Foi o disco de maior vendagem nos
EUA, mas boa parte dos fãs puritanos torceu o nariz para "Coming
Up". Diziam que a banda havia acabado com a saída de Bernard Butler.
Alheios aos comentários, os cinco rapazes do Suede encararam uma
grande turnê que se estendeu até outubro de 97, quando ainda
lançaram uma compilação dupla com 27 lados B de seus
singles, intitulada Sci-fi lullabies. A capa desse álbum
é, na modesta opinião do signatário dessa matéria,
a capa mais linda
de um disco em todos os tempos. O
conteúdo não deixa a desejar também: desde o primeiro
lado b, My insatiable
one, até coisas recém-saídas
à época, e as lindas My dark star, These are sad
songs, Duchess, The big time e Europe is our playground.
Durante todo o ano de 1998 o Suede
gravou apenas uma música: Poor little rich girl, de Nöel
Coward, para um disco-tributo ao autor, chamado Twentieth century blues.
Em toda a carreira, foram poucas as covers registradas oficialmente pela
banda: para uma coletânea intitulada Help!, gravaram Shipbuilding,
de Elvis Costello; e para o single de Lazy, foi escolhida uma gravação
ao vivo de Rent, dos Pet Shop Boys, com Neil Tennant participando
da música.
She´s
in fashion
|
Everything
will flow
|
Can´t
get enough
|
Mas os fãs queriam material
inédito. Brett Anderson disse, em 1996, que em um ano o sucessor
de Coming Up ganharia as ruas. Mas só em fevereiro de 1999
foi que Head Music viu a luz do sol. Os fãs de começo
de carreira da banda que restaram depois de "Coming Up" foram quase todos
embora com este disco, que teve suas letras criticadas como "simples demais",
além de terem sido percebidos sinais de cansaço e estranheza
na parte musical. Mas é um grande disco, com
faixas subestimadíssimas como
Everything will flow, Indian strings e Asbestos. Ruim
de verdade, só a faixa-título.
E agora, ainda em 2001, a banda promete
um novo disco. Mas há uma notícia importante: no dia 23 de
março, o tecladista Neil Codling anunciou sua saída da banda,
alegando motivos de stress, a mesma razão pela qual se ausentou
de alguns shows da turnê de "Head music" e do show solitário
que a banda fez em outubro de 2000, pelo festival Iceland airwaves,
na Islândia, onde tocaram nove músicas inéditas. Alex
Lee, que tocou com a banda nas ocasiões em que Neil não esteve
presente, foi anunciado como seu
substituto.
Nesse momento, a banda está
em estúdio com o produtor Tony Hoffer, que trabalhou em "Mutations"

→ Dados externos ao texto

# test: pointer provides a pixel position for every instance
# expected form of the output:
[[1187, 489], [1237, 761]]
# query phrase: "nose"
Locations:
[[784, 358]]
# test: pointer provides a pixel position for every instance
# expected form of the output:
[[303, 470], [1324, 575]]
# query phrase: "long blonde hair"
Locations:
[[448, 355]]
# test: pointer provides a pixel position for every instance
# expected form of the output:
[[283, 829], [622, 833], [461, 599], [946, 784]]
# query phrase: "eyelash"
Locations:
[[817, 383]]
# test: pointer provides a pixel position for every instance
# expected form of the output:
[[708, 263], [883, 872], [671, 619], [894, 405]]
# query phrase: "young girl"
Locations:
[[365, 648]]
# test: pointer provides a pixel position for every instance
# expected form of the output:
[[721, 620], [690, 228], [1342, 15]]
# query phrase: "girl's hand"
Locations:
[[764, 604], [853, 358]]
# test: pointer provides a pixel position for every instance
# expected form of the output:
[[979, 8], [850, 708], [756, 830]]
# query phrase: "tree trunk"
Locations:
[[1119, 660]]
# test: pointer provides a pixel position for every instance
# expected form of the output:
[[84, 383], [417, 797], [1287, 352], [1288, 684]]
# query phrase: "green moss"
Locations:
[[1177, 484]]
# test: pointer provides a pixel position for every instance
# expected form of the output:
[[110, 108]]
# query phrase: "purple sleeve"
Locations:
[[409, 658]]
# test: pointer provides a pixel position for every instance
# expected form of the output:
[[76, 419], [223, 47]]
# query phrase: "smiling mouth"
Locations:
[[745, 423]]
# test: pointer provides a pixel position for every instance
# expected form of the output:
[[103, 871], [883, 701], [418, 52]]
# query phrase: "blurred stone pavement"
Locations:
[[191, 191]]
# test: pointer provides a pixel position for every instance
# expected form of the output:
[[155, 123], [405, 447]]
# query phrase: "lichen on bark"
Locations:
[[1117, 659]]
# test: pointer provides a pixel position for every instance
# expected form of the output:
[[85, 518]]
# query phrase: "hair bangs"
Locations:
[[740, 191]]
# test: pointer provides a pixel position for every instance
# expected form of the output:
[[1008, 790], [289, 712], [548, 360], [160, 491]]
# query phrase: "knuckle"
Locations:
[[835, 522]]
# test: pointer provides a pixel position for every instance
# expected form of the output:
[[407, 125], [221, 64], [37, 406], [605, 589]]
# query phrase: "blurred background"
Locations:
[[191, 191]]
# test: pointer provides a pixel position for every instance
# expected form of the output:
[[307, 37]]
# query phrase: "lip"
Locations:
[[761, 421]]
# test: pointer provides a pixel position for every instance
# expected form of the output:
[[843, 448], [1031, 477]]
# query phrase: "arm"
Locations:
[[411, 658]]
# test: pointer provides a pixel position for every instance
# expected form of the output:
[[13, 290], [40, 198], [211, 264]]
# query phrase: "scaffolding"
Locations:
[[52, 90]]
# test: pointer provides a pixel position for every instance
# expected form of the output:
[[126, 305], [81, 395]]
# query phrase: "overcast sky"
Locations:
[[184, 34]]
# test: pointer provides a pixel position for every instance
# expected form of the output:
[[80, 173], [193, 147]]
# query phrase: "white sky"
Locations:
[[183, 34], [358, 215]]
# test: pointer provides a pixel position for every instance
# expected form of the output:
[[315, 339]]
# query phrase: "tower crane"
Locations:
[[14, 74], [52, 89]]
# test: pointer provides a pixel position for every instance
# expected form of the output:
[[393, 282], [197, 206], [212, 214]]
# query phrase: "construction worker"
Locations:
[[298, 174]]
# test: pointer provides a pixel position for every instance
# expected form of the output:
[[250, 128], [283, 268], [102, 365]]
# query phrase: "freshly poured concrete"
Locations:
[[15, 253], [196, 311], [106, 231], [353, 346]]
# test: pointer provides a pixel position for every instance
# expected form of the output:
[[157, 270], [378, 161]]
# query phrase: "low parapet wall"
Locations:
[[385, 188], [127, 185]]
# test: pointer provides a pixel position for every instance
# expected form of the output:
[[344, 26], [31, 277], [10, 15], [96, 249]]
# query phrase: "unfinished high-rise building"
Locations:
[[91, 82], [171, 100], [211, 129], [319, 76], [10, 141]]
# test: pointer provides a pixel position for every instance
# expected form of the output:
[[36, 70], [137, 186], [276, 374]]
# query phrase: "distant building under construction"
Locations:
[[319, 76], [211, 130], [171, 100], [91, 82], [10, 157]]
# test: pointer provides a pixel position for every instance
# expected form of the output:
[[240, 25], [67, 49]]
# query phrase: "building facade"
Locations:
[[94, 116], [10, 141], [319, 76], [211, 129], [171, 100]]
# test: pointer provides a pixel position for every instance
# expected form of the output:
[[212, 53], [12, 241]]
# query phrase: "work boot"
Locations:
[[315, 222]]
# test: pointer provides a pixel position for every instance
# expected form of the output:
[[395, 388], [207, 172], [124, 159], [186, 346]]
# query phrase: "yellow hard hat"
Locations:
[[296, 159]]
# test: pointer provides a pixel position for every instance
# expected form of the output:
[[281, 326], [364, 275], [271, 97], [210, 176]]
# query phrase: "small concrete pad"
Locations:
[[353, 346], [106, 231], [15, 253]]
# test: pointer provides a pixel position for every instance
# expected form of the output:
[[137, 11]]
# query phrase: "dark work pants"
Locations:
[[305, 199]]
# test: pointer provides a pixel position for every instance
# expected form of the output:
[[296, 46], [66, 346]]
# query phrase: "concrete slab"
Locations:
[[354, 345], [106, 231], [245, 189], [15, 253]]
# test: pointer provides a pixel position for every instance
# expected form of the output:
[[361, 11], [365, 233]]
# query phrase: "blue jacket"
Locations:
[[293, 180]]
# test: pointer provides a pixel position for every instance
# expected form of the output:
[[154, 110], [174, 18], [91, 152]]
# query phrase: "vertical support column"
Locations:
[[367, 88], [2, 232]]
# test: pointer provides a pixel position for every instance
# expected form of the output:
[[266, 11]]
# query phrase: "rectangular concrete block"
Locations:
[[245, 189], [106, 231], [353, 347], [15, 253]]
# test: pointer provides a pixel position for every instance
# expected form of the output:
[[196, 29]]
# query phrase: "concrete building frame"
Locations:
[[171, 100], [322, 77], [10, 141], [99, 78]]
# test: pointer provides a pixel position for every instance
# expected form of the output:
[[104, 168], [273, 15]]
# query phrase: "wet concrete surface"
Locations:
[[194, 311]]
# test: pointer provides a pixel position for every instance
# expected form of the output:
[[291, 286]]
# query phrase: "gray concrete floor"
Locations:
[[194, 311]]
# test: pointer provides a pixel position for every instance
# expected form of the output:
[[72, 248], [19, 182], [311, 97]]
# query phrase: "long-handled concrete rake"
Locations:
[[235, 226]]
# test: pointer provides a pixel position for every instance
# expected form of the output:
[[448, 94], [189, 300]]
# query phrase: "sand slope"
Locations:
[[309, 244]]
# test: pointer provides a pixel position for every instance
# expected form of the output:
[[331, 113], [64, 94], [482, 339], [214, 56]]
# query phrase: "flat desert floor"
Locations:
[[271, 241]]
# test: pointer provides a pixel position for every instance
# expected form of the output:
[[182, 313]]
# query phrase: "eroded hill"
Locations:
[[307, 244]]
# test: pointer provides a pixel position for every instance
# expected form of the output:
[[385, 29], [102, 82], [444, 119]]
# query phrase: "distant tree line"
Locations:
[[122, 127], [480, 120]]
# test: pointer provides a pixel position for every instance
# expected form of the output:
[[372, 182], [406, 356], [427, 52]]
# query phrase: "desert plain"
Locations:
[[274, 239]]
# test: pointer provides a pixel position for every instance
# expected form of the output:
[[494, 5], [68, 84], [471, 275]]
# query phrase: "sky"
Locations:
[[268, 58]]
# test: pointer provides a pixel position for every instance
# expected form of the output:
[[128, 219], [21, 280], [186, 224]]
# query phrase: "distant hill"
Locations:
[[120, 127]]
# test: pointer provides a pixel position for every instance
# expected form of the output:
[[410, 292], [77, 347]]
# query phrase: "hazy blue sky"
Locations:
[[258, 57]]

e "Midnite Vultures", de Beck, e deve finalizar o disco até abril.
Uma das novas canções, com o título Simon,
fará parte da trilha sonora do filme Far from China, a ser
lançado no festival de Cannes, e provavelmente não estará
no novo disco.
Discografia
Suede (1993)
Uma ótima estréia. Coloque
o disco desde o começo e sinta bem as cinco primeiras músicas:
a luxúria de So young, a citação ao lança-perfume
de Animal nitrate, o lamento córneo de She's not dead,
a power ballad Moving e o grande momento do disco, a belíssima
Pantomime horse. Afora isso, a correta The drowners e duas
grandes outras canções: Sleeping pills é uma
balada onde as guitarras cortantes de Bernard Butler fazem cama para Brett
Anderson pedir pra seu anjo que não tome "essas pílulas do
sono", e Metal mickey, que, ao lado da supra-citada Animal nitrate,
já me fez tocar muita guitarra aérea no meu quarto. De zero
a dez, nota nove.
Dog Man Star (1994)
O canto do cisne de Butler é
um disco um pouco irregular, mas dos bons. A bateria tribal de Introducing
the band rola a bola para a fantástica We are the pigs,
com dois shows: o mestrado vocal de Anderson e o doutorado guitarrístico
de Butler. The wild ones, o hit do disco, chegou até a estar
no Top 10 da MTV brasileira em janeiro de 95, com um lindo clipe e versos
como "'cause on you my tattoo will be bleeding, and the name will stain".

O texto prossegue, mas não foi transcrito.